Bayangkan, jika jarak bumi dengan matahari yang 150 juta kilometer
ditempuh oleh cahaya hanya dalam 8 menit, maka seluruh Jagad Raya baru
bisa ditempuh selama 30 milyar tahun cahaya. Itulah kebesaran ciptaan
Allah! Jika kita yakin akan kebesaran ciptaan Tuhan, maka hendaknya kita
lebih meyakini lagi kebesaran penciptanya.
Dalam Al Qur’an, Allah menjelaskan bahwa Dialah yang menciptakan langit, bintang, matahari, bulan, dan lain-lain:
“Maha Suci Allah yang menjadikan di langit gugusan-gugusan bintang dan
Dia menjadikan juga padanya matahari dan bulan yang bercahaya.” [Al
Furqoon:61]
Ada jutaan orang yang mengatur lalu lintas jalan raya, laut, dan udara.
Mercusuar sebagai penunjuk arah di bangun, demikian pula lampu merah dan
radar. Menara kontrol bandara mengatur lalu lintas laut dan udara.

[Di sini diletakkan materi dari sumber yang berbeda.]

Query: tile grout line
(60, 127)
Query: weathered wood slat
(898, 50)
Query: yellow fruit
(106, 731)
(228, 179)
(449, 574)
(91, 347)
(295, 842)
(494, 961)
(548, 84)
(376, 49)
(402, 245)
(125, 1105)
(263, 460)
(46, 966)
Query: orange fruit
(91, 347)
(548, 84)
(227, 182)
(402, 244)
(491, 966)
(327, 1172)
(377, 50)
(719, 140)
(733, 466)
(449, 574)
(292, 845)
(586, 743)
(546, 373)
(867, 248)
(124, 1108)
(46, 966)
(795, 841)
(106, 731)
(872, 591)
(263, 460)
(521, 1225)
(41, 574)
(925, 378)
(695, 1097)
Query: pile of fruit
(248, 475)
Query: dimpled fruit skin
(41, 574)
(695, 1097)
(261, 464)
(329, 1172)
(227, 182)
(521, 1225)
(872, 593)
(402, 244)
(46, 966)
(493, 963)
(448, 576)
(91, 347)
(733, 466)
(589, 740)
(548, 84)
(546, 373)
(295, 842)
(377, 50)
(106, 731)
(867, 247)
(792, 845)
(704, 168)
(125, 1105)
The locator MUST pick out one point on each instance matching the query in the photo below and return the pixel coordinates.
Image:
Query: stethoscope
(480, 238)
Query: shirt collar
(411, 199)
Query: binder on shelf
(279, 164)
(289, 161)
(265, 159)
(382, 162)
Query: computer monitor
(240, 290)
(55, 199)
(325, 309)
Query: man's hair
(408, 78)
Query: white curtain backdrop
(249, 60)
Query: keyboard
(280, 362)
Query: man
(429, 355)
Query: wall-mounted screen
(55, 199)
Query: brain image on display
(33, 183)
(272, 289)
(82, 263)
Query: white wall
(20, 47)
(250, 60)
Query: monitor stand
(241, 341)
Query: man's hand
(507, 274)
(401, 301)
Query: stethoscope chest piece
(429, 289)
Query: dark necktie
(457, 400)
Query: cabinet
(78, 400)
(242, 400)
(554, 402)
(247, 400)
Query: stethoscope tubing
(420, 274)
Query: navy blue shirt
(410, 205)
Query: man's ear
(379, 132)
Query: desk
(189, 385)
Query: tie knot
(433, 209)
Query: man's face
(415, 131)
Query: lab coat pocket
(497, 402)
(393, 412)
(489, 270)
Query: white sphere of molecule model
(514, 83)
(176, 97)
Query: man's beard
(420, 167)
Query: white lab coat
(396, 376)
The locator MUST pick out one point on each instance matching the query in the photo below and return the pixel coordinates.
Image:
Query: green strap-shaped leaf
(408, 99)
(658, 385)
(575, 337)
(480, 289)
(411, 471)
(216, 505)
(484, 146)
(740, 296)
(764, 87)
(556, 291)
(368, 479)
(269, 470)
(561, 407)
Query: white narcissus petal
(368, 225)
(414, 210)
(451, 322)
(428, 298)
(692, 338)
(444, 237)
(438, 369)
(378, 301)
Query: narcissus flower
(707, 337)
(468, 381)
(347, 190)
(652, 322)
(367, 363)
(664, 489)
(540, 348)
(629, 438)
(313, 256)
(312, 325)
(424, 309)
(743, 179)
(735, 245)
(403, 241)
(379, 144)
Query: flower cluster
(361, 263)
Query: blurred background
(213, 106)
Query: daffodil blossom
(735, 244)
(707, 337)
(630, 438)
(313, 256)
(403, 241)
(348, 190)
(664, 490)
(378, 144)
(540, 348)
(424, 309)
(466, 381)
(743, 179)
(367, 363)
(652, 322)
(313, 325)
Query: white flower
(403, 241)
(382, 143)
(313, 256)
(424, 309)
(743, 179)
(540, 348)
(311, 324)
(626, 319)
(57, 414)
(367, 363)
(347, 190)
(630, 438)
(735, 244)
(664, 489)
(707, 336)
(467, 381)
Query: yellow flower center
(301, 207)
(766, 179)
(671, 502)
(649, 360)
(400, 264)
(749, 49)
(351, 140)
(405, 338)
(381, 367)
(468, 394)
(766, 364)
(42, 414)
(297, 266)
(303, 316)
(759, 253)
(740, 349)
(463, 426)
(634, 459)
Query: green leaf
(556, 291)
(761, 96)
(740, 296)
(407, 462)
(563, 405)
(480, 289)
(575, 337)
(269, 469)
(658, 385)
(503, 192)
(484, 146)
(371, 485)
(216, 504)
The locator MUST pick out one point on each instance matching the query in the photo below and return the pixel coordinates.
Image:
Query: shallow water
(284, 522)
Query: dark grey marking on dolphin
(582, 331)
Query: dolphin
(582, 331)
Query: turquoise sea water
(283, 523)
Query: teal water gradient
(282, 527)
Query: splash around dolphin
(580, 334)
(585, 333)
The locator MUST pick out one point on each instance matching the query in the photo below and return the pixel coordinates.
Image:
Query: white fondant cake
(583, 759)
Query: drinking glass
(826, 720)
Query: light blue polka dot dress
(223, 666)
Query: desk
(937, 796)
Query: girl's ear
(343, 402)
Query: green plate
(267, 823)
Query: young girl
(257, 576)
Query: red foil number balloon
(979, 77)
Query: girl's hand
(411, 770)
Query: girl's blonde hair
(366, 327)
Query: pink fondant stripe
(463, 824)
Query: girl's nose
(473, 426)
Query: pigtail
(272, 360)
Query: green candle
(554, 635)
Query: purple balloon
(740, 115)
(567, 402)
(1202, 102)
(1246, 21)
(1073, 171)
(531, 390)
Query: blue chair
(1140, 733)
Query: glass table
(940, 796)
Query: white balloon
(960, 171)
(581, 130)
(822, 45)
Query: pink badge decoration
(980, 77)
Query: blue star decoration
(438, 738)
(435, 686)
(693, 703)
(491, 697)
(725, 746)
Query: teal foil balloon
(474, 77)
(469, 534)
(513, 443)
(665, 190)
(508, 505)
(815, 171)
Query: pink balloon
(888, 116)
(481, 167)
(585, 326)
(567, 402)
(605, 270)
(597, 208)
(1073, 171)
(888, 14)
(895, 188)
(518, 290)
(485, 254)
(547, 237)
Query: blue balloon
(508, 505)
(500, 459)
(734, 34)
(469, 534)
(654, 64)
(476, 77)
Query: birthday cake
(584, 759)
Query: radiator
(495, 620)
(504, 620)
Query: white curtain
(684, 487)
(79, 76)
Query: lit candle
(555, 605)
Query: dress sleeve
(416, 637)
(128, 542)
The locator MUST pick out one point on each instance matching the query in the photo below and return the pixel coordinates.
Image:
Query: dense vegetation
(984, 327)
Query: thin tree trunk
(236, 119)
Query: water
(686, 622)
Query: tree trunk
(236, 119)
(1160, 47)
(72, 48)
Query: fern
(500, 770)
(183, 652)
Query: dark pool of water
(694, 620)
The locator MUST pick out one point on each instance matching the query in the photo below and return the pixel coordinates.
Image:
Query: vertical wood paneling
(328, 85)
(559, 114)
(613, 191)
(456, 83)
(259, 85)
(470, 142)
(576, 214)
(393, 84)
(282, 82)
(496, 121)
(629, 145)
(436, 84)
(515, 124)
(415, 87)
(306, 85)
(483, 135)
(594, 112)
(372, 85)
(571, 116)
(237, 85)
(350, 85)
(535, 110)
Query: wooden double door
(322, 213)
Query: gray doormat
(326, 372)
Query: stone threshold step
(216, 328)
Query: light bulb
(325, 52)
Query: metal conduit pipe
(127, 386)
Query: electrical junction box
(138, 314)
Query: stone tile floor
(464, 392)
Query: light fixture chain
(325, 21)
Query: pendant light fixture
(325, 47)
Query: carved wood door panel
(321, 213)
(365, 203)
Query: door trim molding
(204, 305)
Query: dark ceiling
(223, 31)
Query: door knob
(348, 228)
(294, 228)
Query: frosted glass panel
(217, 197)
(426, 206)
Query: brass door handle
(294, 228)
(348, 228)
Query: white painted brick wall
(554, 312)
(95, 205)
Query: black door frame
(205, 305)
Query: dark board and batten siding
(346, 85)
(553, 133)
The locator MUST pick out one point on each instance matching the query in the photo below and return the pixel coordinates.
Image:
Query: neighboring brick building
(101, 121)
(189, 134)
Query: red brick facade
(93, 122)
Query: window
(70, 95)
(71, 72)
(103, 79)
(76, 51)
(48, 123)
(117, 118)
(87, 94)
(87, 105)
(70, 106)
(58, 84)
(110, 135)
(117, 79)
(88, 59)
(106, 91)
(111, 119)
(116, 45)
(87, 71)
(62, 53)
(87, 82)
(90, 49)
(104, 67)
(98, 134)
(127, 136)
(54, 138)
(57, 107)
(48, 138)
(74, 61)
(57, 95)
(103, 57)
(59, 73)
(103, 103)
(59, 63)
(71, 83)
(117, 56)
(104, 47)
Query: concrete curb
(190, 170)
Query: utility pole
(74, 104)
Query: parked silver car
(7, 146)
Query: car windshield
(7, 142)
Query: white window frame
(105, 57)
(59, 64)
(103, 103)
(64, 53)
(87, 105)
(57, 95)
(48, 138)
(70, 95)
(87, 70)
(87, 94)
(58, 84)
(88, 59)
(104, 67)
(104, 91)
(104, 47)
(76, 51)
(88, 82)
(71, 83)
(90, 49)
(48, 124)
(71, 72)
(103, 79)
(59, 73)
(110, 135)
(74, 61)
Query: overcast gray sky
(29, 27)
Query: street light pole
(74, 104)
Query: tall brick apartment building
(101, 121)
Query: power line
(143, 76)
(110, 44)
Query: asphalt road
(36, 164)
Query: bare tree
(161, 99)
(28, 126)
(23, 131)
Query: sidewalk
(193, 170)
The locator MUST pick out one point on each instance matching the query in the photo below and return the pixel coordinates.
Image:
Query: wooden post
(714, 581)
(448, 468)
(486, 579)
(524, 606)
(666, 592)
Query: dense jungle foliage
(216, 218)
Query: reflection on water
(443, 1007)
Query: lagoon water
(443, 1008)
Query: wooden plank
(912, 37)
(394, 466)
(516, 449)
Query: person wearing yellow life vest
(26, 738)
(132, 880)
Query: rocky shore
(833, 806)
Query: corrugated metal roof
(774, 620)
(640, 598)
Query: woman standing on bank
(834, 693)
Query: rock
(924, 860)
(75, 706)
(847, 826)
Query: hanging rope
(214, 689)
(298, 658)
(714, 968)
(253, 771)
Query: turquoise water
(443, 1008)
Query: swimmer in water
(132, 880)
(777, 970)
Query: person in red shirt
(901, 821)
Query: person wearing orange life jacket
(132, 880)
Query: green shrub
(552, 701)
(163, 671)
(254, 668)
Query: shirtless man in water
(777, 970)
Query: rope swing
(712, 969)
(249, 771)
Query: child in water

Sementara tiap kendaraan ada pengemudinya. Bahkan untuk pesawat terbang
ada Pilot dan Co-pilot, sementara di kapal laut ada Kapten, juru mudi,
dan lain-lain. Toh, ribuan kecelakaan selalu terjadi di darat, laut, dan
udara. Meski ada yang mengatur, tetap terjadi kecelakaan lalu lintas.
Sebaliknya, bumi, matahari, bulan, bintang, dan lain-lain selalu beredar
selama milyaran tahun lebih (umur bumi diperkirakan sekitar 4,5 milyar
tahun) tanpa ada tabrakan. Selama milyaran tahun, tidak pernah bumi
menabrak bulan, atau bulan menabrak matahari. Padahal tidak ada
rambu-rambu jalan, polisi, atau pun pilot yang mengendarai. Tanpa ada
Tuhan yang Maha Mengatur, tidak mungkin semua itu terjadi. Semua itu
terjadi karena adanya Tuhan yang Maha Pengatur. Allah yang telah
menetapkan tempat-tempat perjalanan (orbit) bagi masing-masing benda
tersebut. Jika kita sungguh-sungguh memikirkan hal ini, tentu kita yakin
bahwa Tuhan itu ada.
“Dia-lah yang menjadikan matahari bersinar dan bulan bercahaya dan
ditetapkan-Nya manzilah-manzilah (tempat-tempat) bagi perjalanan bulan
itu, supaya kamu mengetahui bilangan tahun dan perhitungan (waktu).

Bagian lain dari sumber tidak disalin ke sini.